About halfway through the movie, Quentin experiences a nightmare that reveals his and Nancy’s parent’s involvement in Krueger’s murder. After finding out their parents committed the crime without any hard proof of Krueger’s wrongdoings, Quentin and Nancy begin to sympathize with their former abuser, believing he may not have actually been guilty of the heinous violations their parents accused him of. This uncertainty Quentin and Nancy feel is akin to the regret that many real-life victims experience when making accusations against their abuser. The mental wounds inflicted by the victimizer can be so domineering that, in some cases, the victim will actually be convinced that their own memories of the past are a lie. And it’s this misplaced belief of being in the wrong that lead Nancy and Quentin right into Freddy’s trap.
When their investigation takes them to the basement under their former pre-school, Nancy and Quentin find undeniable evidence of Freddy’s disgusting violations against them and their classmates as children. But Freddy wants them to remember, just as any true victimizer would, because their memories are what grants him his power over them. As Quentin puts it, “We were wrong. He’s not after us because we lied. He’s after us because we told the truth.” The nightmares they experience aren’t due to their own wrongful accusations, they’re from very real scars that were inflicted on them beyond their control. A fact that is, sadly, oftentimes difficult for victims of repressed trauma to accept.
In the climax, Nancy makes the choice to confront the trauma of her past once and for all by willingly entering Freddy’s nightmare in an attempt to capture and bring him into reality. After all, the only way any victim can truly overcome traumatic stress is by first acknowledging and accepting the reality of it. Once there, Freddy ties Nancy down in bed with her childhood dress, forcing her to relive the nightmare he made of her childhood. He tells Nancy to, “Look what you did to me,” while gesturing at his burnt face, attempting to, once again, elicit her guilt for the consequences of his own actions. But this time Nancy fights back, wise to his illusions. Managing to bring him into reality and, with the help of Quentin, subdue him, she cuts off his razored hand – dismantling the very appendage used to assault her and her classmates as a child – and slices his head off, killing him once and for all. An affective sequence that displays the attainable empowerment found from confronting and coming to terms with psychological wounds of the past.

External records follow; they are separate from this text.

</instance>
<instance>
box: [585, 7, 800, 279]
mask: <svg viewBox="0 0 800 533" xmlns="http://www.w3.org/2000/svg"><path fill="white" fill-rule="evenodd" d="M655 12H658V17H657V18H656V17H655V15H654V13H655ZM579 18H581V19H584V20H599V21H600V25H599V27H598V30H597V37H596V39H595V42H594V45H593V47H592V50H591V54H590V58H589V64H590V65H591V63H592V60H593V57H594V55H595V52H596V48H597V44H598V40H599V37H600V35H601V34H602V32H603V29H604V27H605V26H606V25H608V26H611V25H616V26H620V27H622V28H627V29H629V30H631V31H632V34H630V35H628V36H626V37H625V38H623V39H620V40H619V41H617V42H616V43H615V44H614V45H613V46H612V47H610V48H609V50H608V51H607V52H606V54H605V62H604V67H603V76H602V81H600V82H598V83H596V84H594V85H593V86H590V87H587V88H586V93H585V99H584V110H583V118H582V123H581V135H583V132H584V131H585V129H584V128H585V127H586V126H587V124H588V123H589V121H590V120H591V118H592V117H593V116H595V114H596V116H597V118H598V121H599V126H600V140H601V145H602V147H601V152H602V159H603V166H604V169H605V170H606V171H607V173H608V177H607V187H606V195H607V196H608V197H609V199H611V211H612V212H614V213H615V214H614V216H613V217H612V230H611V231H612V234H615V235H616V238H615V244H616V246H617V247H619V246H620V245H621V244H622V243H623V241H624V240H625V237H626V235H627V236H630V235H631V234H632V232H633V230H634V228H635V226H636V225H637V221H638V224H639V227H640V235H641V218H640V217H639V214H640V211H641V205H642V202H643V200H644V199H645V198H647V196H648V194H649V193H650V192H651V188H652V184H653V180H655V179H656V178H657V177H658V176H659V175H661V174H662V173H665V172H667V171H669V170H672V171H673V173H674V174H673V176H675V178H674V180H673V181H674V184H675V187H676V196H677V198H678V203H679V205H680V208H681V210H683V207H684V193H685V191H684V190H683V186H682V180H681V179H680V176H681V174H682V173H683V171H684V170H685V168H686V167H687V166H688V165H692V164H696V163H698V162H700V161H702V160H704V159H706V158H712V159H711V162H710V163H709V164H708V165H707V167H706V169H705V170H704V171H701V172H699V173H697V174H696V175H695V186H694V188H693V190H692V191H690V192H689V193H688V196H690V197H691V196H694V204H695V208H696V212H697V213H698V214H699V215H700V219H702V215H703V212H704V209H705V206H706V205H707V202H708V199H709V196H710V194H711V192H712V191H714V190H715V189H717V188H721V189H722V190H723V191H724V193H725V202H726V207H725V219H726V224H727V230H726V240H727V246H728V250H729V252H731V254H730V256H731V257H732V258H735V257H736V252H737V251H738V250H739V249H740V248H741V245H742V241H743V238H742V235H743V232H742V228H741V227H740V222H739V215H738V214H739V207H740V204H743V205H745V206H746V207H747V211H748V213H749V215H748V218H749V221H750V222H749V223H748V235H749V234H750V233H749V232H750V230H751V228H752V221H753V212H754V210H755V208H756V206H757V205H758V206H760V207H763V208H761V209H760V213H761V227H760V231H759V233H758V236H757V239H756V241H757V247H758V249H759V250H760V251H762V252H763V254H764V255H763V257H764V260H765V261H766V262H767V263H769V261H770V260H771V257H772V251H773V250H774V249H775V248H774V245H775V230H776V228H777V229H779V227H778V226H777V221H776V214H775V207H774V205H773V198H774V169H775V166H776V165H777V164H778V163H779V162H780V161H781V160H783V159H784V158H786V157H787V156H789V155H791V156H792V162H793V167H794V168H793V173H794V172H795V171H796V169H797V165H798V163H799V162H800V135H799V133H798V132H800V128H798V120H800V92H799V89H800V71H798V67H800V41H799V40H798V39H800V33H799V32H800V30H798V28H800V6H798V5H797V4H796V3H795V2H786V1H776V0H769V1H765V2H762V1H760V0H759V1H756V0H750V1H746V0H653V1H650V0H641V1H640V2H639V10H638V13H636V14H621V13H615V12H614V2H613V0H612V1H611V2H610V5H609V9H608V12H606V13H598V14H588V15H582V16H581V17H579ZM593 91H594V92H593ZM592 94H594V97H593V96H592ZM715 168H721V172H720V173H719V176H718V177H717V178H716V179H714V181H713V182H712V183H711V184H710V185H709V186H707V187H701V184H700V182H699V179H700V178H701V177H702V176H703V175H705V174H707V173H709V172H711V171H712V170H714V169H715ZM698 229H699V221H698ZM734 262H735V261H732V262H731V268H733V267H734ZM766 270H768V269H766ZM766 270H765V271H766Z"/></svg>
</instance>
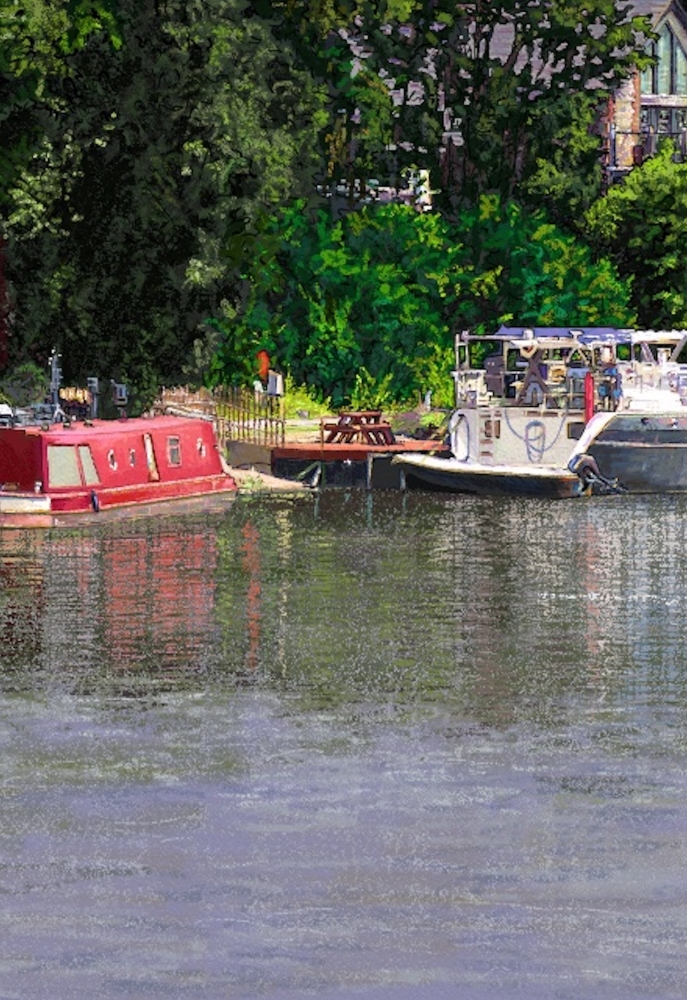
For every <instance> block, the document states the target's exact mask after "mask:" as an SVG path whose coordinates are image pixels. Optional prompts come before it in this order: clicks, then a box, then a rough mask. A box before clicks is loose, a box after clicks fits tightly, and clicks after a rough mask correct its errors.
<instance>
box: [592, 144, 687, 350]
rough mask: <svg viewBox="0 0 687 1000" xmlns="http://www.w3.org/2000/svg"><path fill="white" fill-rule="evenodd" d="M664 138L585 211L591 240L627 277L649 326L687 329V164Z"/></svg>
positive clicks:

Although in no way a game changer to the horror genre, 2010’s A Nightmare on Elm Street brought new layers of depth to a well that had long since been run dry. As a remake, it takes the essential ingredients of the original and uses them as a means to explores the psychological ramifications of child molestation in an allegorical manner that is both raw and empowering. It also manages to restore a level of tensity and terror that had been long lost on legendary slasher, Freddy Krueger. These additions to the series alone make this reboot, at the very least, a worthy endeavor.